The board, whose district stretches from West 110th to 155th streets, had created a committee to propose revisions and amendments to its bylaws. Board member Tamara Gayer presented the committee’s suggestions Thursday, which were discussed for approximately two hours. CB9 will vote on the bylaw amendments at next month’s general board meeting.

Among changes to absence policy and officer elections, the bylaw amendments allow an attendee to be removed from a meeting for “using profanity, threats, and/or engaging in physical confrontation with another member.”

The board also discussed historical preservation in Morningside Heights. It approved a resolution to University President Lee Bollinger expressing admonishment for Columbia’s alleged plans to demolish several brownstones on West 115th and 116th streets.

“Columbia has not been forthcoming at all. They have not provided any information,” said Irene Cheng, who represented a committee of residents of 115th and 116th streets.

Assemblyman Keith Wright (D-Manhattanville and Central Harlem) spoke of Urban American Management Corporation, the new owner of 3333 Broadway, a 1,190-unit development on West 133rd Street. The building was originally under the Mitchell-Lama program, a state affordable-housing program, until it opted out in May 2005. Since then, the building has seen hundreds of evictions.

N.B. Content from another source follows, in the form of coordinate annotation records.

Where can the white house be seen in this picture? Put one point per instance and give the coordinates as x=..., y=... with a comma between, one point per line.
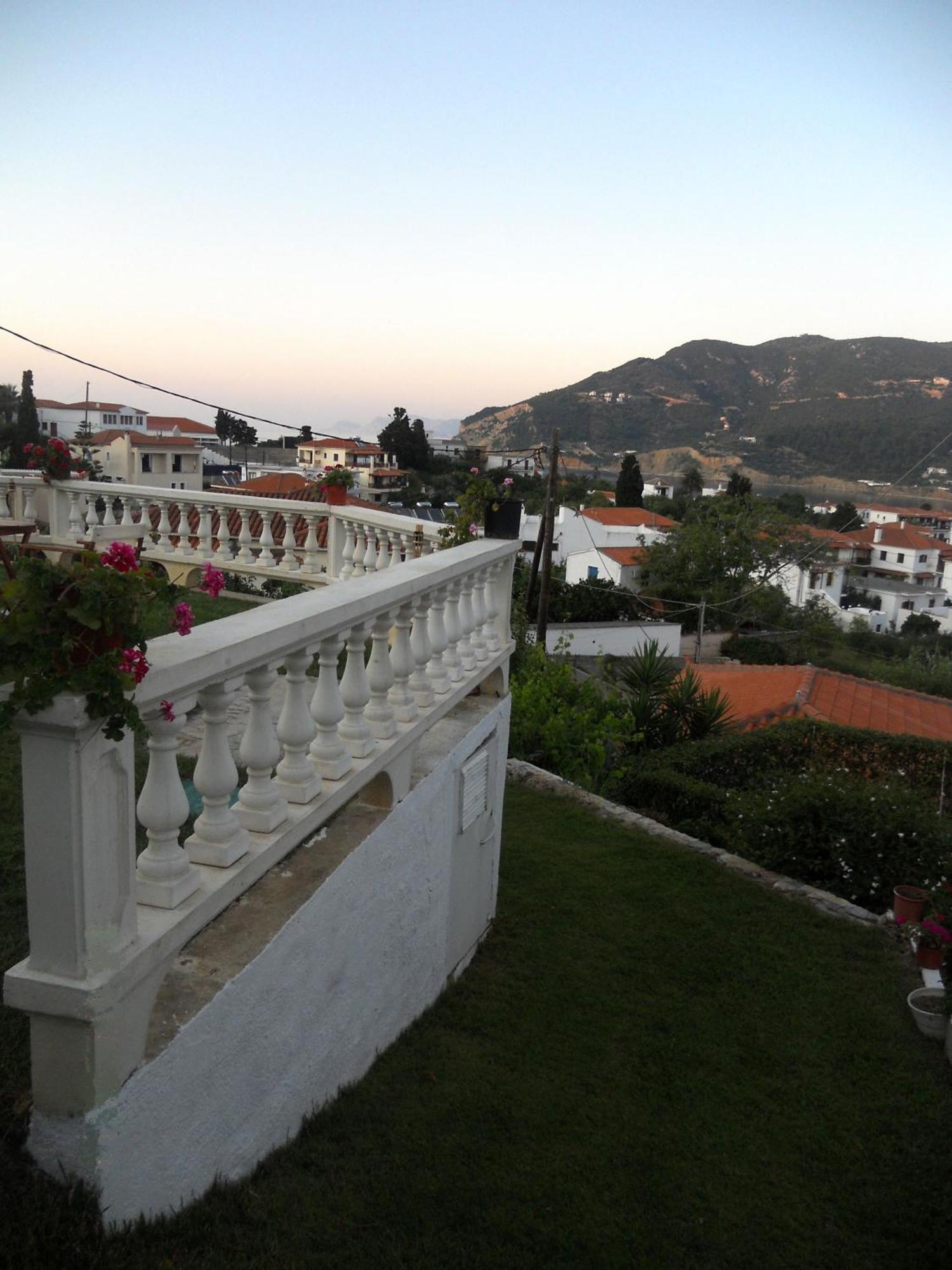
x=376, y=474
x=136, y=459
x=621, y=566
x=64, y=420
x=598, y=528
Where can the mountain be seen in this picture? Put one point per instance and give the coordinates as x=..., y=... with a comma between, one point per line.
x=865, y=408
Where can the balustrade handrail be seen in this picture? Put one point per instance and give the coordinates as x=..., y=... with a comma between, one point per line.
x=199, y=498
x=271, y=632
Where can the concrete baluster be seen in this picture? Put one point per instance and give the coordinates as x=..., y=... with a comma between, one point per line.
x=421, y=685
x=261, y=807
x=451, y=622
x=380, y=713
x=219, y=839
x=164, y=874
x=402, y=661
x=328, y=752
x=436, y=669
x=296, y=779
x=356, y=693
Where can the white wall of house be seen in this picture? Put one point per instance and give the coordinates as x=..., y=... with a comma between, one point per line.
x=612, y=639
x=161, y=467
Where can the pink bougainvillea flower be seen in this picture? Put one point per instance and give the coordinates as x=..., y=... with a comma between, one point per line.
x=183, y=619
x=121, y=557
x=213, y=580
x=134, y=662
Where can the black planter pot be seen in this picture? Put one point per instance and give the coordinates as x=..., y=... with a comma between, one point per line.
x=503, y=519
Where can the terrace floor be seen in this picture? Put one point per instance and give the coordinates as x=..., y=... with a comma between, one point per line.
x=651, y=1062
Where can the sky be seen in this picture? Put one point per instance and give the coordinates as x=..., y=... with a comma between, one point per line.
x=318, y=211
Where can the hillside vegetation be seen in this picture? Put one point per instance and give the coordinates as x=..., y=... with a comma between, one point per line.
x=865, y=408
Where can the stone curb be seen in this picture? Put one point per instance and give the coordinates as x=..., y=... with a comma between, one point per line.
x=538, y=778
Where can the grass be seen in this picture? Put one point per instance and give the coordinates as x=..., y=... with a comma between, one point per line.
x=651, y=1062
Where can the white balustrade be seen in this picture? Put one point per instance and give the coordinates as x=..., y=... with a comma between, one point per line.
x=402, y=662
x=261, y=806
x=296, y=779
x=164, y=874
x=328, y=752
x=380, y=714
x=421, y=686
x=436, y=670
x=356, y=693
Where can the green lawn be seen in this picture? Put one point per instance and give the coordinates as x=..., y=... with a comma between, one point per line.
x=652, y=1062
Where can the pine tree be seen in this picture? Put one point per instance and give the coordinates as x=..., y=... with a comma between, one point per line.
x=630, y=487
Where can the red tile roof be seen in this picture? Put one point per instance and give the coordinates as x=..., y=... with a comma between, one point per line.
x=168, y=422
x=142, y=440
x=635, y=516
x=625, y=556
x=762, y=694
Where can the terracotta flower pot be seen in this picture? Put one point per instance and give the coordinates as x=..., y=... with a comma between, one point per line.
x=930, y=959
x=909, y=904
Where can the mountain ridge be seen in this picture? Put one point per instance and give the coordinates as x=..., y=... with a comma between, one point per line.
x=868, y=407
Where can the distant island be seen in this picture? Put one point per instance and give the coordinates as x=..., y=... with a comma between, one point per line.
x=794, y=407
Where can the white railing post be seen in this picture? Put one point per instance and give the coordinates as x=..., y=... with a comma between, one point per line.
x=328, y=752
x=451, y=622
x=356, y=693
x=219, y=839
x=164, y=874
x=296, y=779
x=403, y=665
x=380, y=675
x=436, y=629
x=79, y=840
x=421, y=686
x=261, y=807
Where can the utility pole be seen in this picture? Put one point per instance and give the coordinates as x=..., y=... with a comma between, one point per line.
x=700, y=631
x=541, y=627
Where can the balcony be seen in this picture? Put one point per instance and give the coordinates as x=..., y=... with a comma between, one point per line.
x=340, y=693
x=309, y=543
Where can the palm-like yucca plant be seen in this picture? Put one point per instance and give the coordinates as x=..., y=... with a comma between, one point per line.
x=666, y=703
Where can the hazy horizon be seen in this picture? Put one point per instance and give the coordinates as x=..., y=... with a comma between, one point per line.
x=317, y=213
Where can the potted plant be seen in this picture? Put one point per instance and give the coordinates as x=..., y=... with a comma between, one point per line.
x=909, y=904
x=930, y=1010
x=81, y=628
x=483, y=505
x=337, y=482
x=55, y=460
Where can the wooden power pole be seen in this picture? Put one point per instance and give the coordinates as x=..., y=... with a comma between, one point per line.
x=541, y=627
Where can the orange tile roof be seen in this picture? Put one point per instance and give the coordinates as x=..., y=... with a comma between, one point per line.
x=635, y=516
x=762, y=694
x=625, y=556
x=898, y=537
x=167, y=422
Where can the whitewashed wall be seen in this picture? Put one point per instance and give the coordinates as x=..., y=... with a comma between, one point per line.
x=362, y=957
x=615, y=639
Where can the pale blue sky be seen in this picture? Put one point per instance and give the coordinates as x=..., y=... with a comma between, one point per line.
x=318, y=211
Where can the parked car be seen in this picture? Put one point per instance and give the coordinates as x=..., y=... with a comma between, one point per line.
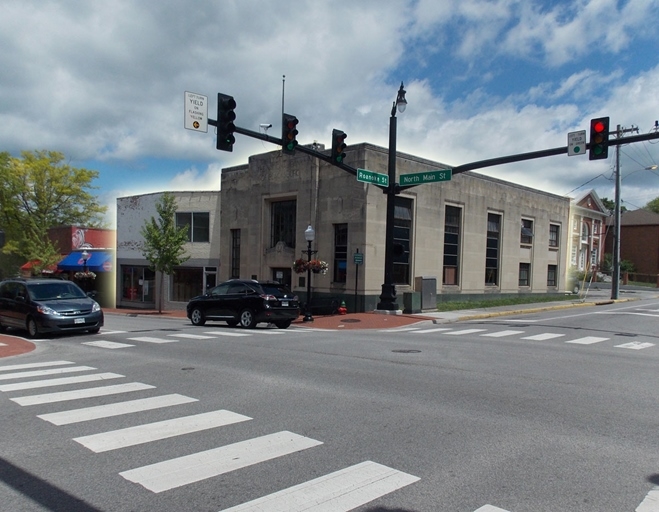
x=43, y=306
x=245, y=302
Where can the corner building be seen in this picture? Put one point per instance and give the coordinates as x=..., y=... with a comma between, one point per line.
x=466, y=237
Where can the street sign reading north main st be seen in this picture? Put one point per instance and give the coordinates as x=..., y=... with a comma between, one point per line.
x=425, y=177
x=372, y=177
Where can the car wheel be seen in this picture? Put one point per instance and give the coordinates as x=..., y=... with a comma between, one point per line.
x=247, y=319
x=32, y=328
x=197, y=317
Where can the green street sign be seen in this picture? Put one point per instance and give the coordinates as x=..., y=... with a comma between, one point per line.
x=419, y=178
x=372, y=177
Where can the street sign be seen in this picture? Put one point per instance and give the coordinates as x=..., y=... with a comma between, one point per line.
x=419, y=178
x=576, y=143
x=196, y=112
x=372, y=177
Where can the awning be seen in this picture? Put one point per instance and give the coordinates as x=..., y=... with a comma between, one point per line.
x=98, y=261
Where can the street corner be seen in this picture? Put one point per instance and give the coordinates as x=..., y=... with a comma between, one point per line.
x=14, y=346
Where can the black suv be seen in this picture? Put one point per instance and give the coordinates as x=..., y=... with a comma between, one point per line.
x=47, y=305
x=246, y=302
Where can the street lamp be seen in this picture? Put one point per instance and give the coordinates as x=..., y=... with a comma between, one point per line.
x=388, y=295
x=310, y=236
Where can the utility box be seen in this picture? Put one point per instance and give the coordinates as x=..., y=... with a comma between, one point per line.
x=427, y=287
x=411, y=302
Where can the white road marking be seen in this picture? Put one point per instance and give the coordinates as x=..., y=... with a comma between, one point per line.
x=140, y=434
x=39, y=373
x=77, y=394
x=340, y=491
x=107, y=344
x=180, y=471
x=635, y=345
x=150, y=339
x=465, y=331
x=501, y=334
x=587, y=340
x=33, y=365
x=59, y=382
x=543, y=336
x=117, y=409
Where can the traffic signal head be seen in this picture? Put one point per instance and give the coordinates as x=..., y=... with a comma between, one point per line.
x=338, y=146
x=225, y=118
x=599, y=138
x=289, y=134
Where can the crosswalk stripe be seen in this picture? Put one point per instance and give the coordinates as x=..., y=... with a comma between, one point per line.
x=116, y=409
x=131, y=436
x=38, y=373
x=107, y=344
x=151, y=339
x=59, y=382
x=340, y=491
x=192, y=336
x=543, y=336
x=185, y=470
x=76, y=394
x=587, y=340
x=33, y=365
x=501, y=334
x=465, y=331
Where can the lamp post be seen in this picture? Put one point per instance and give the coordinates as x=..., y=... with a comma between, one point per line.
x=310, y=236
x=388, y=295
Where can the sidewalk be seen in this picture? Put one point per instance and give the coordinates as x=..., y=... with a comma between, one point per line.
x=14, y=345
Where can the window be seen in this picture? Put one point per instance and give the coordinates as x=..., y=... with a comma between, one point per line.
x=198, y=224
x=452, y=217
x=526, y=236
x=282, y=222
x=524, y=274
x=492, y=253
x=235, y=253
x=554, y=231
x=402, y=237
x=340, y=252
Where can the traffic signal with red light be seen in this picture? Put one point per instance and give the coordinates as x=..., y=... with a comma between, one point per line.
x=338, y=146
x=599, y=138
x=225, y=118
x=289, y=134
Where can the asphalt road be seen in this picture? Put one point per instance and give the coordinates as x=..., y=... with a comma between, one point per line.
x=552, y=411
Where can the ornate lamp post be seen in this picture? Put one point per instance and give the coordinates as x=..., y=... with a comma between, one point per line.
x=310, y=236
x=388, y=296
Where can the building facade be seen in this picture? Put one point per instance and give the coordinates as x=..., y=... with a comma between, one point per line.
x=137, y=285
x=469, y=236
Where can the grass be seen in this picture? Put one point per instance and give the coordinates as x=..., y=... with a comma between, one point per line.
x=502, y=301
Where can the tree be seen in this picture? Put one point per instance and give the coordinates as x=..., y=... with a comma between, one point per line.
x=653, y=205
x=37, y=192
x=163, y=241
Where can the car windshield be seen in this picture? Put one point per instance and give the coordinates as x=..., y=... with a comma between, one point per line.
x=54, y=290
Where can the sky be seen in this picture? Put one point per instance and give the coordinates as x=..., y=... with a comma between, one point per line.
x=104, y=84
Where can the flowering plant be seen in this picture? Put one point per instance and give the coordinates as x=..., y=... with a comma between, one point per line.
x=85, y=275
x=300, y=266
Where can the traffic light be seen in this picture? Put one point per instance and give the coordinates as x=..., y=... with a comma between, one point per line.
x=599, y=138
x=338, y=146
x=289, y=134
x=225, y=118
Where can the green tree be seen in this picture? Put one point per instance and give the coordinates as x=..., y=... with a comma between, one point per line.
x=163, y=241
x=39, y=191
x=653, y=205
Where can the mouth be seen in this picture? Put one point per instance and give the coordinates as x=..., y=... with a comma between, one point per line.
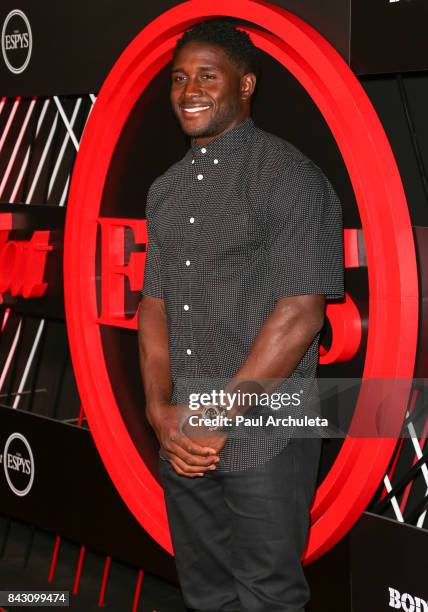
x=194, y=110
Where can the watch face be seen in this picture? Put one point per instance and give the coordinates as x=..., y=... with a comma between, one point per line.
x=210, y=412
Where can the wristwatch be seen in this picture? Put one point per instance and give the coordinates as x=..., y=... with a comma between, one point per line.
x=211, y=412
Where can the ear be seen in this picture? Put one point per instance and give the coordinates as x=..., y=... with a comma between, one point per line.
x=247, y=85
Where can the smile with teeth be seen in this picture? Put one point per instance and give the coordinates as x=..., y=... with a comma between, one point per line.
x=194, y=109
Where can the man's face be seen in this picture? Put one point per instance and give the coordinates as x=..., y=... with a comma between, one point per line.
x=206, y=90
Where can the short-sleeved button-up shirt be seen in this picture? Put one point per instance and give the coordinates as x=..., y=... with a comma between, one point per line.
x=234, y=226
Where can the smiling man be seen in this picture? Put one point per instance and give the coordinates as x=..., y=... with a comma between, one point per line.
x=245, y=244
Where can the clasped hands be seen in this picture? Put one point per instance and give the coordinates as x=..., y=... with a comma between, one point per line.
x=192, y=450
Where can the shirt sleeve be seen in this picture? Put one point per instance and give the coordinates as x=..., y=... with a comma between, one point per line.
x=152, y=284
x=304, y=234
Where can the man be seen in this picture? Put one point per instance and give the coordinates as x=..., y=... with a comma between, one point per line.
x=245, y=244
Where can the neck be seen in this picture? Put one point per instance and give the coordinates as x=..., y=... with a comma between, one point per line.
x=204, y=140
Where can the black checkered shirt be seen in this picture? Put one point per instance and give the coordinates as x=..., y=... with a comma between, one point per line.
x=232, y=227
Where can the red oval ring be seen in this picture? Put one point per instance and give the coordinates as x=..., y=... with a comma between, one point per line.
x=393, y=288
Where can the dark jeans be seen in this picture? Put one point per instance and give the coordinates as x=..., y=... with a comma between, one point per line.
x=238, y=536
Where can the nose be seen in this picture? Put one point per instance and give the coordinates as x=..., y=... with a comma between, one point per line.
x=192, y=88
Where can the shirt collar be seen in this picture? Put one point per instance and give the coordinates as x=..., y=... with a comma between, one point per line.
x=230, y=140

Wright charged the complex’s new owner, Urban American, with “trying to knock people out, harass them out to bring in market-rate tenants.”

Urban America—as well as its previous owners—purchased 3333 Broadway for “entirely too much money,” and now need to evict tenants with fixed rents in order to meet costs, he claimed.
The board also approved several letters of support. One letter will be sent to the New York City Department of Transportation expressing conditional support for the “concept of the design” for an expansion of Montefiore Park between West 136th and 138th streets. The letter of support allows Harlem Heritage and Housing to go forward in completing a design, but insists on additional green space and on a replacement of parking spaces that will be eliminated.